Les États-Unis sont sur le point de supprimer les restrictions sur les tests de dépistage de drogue imposés par l'État pour les personnes qui demandent des allocations de chômage, malgré les preuves suggérant que cela pourrait aggraver l'épidémie d'opioïdes dans le pays.
Le 14 mars, le Sénat américain a voté en faveur de Résolution commune 42 de la Chambre, après l'approbation de la mesure par la Chambre des représentants en février. La résolution annule un règlement introduit par l'administration du président Obama en vertu duquel les États ne sont pas autorisés à imposer des tests de dépistage de drogues pour les allocations de chômage fédérales, sauf dans les cas où les candidats recherchent des emplois dans des domaines où des tests de dépistage aléatoires sont régulièrement effectués.
La mesure attend maintenant la signature du président Trump.
Selon le Projet national de droit du travail, de nombreux membres du Congrès républicains considèrent le dépistage des drogues comme un mécanisme de maîtrise des coûts ; ils espèrent réduire les dépenses en disqualifiant les personnes qui échouent aux tests de dépistage de drogue, ou même en les décourageant de postuler en premier lieu.
Par exemple, le gouverneur du Wisconsin, Scott Walker, un républicain, était particulièrement vocal à ce sujet, proposer des tests de dépistage de drogues pour de multiples programmes sociaux, y compris les bons d'alimentation et les allocations de chômage.

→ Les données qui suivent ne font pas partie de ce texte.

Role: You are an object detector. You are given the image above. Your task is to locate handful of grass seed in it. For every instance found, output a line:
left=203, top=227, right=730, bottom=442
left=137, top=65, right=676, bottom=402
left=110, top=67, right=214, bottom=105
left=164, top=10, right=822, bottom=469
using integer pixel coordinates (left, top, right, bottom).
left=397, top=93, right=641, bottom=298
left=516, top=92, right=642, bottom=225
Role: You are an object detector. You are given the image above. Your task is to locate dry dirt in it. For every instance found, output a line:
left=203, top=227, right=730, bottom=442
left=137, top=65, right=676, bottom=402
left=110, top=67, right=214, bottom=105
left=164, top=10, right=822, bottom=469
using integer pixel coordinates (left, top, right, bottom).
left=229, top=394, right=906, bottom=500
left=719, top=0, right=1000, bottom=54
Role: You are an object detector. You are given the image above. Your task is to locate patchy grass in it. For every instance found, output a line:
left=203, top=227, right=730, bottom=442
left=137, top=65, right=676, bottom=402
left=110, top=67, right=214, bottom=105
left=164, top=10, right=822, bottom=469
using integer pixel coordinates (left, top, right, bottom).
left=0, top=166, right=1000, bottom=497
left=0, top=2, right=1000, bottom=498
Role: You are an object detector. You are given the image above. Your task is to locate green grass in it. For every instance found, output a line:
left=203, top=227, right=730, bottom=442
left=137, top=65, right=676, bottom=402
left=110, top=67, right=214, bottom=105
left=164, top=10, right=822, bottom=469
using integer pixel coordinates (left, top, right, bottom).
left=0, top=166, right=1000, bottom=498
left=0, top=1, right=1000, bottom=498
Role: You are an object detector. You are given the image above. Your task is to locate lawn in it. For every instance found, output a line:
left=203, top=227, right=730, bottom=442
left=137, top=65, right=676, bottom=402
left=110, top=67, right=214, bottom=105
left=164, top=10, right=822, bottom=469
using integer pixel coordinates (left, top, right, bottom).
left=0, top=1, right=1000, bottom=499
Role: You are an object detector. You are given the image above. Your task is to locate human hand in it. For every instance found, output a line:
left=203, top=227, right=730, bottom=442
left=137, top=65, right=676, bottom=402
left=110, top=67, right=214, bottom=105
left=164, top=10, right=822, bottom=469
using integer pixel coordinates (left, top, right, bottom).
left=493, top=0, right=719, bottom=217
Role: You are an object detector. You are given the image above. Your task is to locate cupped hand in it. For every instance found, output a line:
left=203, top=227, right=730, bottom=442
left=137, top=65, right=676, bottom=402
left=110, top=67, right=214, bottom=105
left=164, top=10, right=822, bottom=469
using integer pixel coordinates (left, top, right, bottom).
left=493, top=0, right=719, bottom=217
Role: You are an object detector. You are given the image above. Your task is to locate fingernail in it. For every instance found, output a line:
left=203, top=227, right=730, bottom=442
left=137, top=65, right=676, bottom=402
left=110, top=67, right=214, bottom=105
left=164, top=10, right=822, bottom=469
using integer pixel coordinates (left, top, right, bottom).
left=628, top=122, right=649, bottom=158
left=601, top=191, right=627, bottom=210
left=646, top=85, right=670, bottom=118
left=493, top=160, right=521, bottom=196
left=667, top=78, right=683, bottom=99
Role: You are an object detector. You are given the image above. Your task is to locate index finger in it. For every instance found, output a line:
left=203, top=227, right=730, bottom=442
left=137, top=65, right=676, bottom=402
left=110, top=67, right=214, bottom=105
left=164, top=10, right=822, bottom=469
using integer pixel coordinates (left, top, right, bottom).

Cependant, la mesure a également fait l'objet de critiques.
Le sénateur et démocrate de l'Oregon, Ron Wyden, averti que la mesure condamne les chômeurs comme « coupables de consommation de drogue jusqu'à preuve du contraire ».
Le Projet national de droit du travail, une organisation de défense des droits du travail, a décrit la politique comme une "attaque pas si subtile contre le caractère des chômeurs américains".

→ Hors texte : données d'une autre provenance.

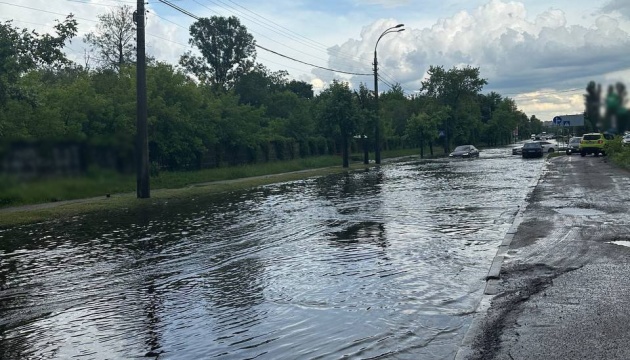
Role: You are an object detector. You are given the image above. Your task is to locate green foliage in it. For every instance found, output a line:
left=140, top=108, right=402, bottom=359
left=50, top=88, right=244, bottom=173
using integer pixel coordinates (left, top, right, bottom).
left=0, top=15, right=77, bottom=107
left=179, top=16, right=256, bottom=90
left=84, top=5, right=136, bottom=69
left=421, top=66, right=488, bottom=152
left=318, top=80, right=361, bottom=167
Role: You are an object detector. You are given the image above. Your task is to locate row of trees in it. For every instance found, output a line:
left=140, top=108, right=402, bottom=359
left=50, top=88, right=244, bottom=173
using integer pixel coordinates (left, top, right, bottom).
left=584, top=81, right=630, bottom=133
left=0, top=7, right=541, bottom=173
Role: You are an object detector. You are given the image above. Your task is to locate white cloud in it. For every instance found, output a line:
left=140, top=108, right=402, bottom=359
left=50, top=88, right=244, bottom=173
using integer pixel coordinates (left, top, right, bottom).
left=0, top=0, right=630, bottom=118
left=330, top=0, right=630, bottom=118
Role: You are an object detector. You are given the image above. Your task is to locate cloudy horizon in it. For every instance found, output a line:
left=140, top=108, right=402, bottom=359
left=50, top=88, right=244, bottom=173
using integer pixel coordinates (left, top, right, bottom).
left=0, top=0, right=630, bottom=120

La nouvelle mesure peut également avoir une conséquence plus grave; il est destiné à priver de ressources essentielles les personnes qui consomment des drogues au plus fort d'une épidémie de décès par opioïdes.
Les décès par surdose d'opioïdes ont atteint un niveau record aux États-Unis, avec au moins 33,000 décès liés en 2015, et des recherches récentes suggèrent qu'il existe une corrélation entre le chômage et la consommation problématique d'opioïdes.
A Étude de février 2017 par le National Bureau of Economic Research des États-Unis a identifié qu'à chaque augmentation d'un point de pourcentage du chômage dans le comté, le taux de mortalité lié aux opioïdes pour 100,000 0.19 habitants augmentait de XNUMX.
En effet, bon nombre des États les plus durement touchés par l'épidémie de décès liés aux opioïdes souffrent également d'un chômage important.
La Virginie-Occidentale est en tête de liste des États par taux de mortalité par surdose de drogue en 2015, la dernière année pour laquelle des données sont disponibles, lorsque les taux de mortalité ont atteint 41.5 par 100,000. Depuis janvier 2017, l'État taux de chômage (5.6 %) continue de se situer au-dessus du taux national (4.8 %).
article de revue de la revue Current Drug Abuse Reviews sur des études publiées entre 1990 et 2010 décrit un phénomène similaire au niveau individuel, désignant le chômage comme un facteur de risque de consommation problématique de substances.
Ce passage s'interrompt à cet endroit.